Making an impact in Northern Alaska

NOME, Alaska — After three days covering more than 6,600-miles, a distance greater than a round trip between Los Angeles and New York, Coast Guard, Army and Air National Guard personnel and volunteers have visited the three communities of Kivalina, Koyuk and Wales.

The outreach efforts to these communities have resulted in the medical doctor having treated more than 40 patients, including one lady who was recommended by Lt. Col. Dixon Christian, a U.S. Air Force doctor, for immediate medical evacuation and surgery.

Lt. Col. Huey Frye, an Air National Guard optometrist, saw more than 45 individuals, while the two veterinarians, Maj. Mike Lewis and Capt. Rhonda Ellison of the Air National Guard, treated more than 115 animals with rabies shots and other vaccinations.

“You could tell that the people really loved their pets,” said Ellison. “The people were very receptive to our efforts, and would love for us to return in the future.”

Operations have also proceeded forth on the North Slope with the veterinarian there having treated more than 20 animals in Barrow and Wainwright.
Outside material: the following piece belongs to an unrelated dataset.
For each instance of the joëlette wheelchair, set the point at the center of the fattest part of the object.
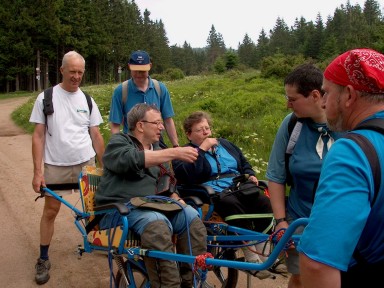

The Coast Guard Auxiliary has also reached out within the communities, helping promote water safety, with an emphasis on the “Kids Don’t Float” campaign. The “Kids Don’t Float” campaign promotes child safety while on the water by loaning life jackets for kids to use while at sea.

Operation Arctic Crossroads is a community outreach across northern Alaska, in an effort to integrate local knowledge with military expertise to meet the many challenges of Arctic operations. The operation is made up of members from the, Coast Guard, U.S. Air Force, Army National Guard, Air National Guard and U.S. Public Health Services.

The Coast Guard Auxiliary is the voluntary arm of the Coast Guard. It is made up a men and women who freely give their time to help the Coast Guard educate the public about boating and water safety.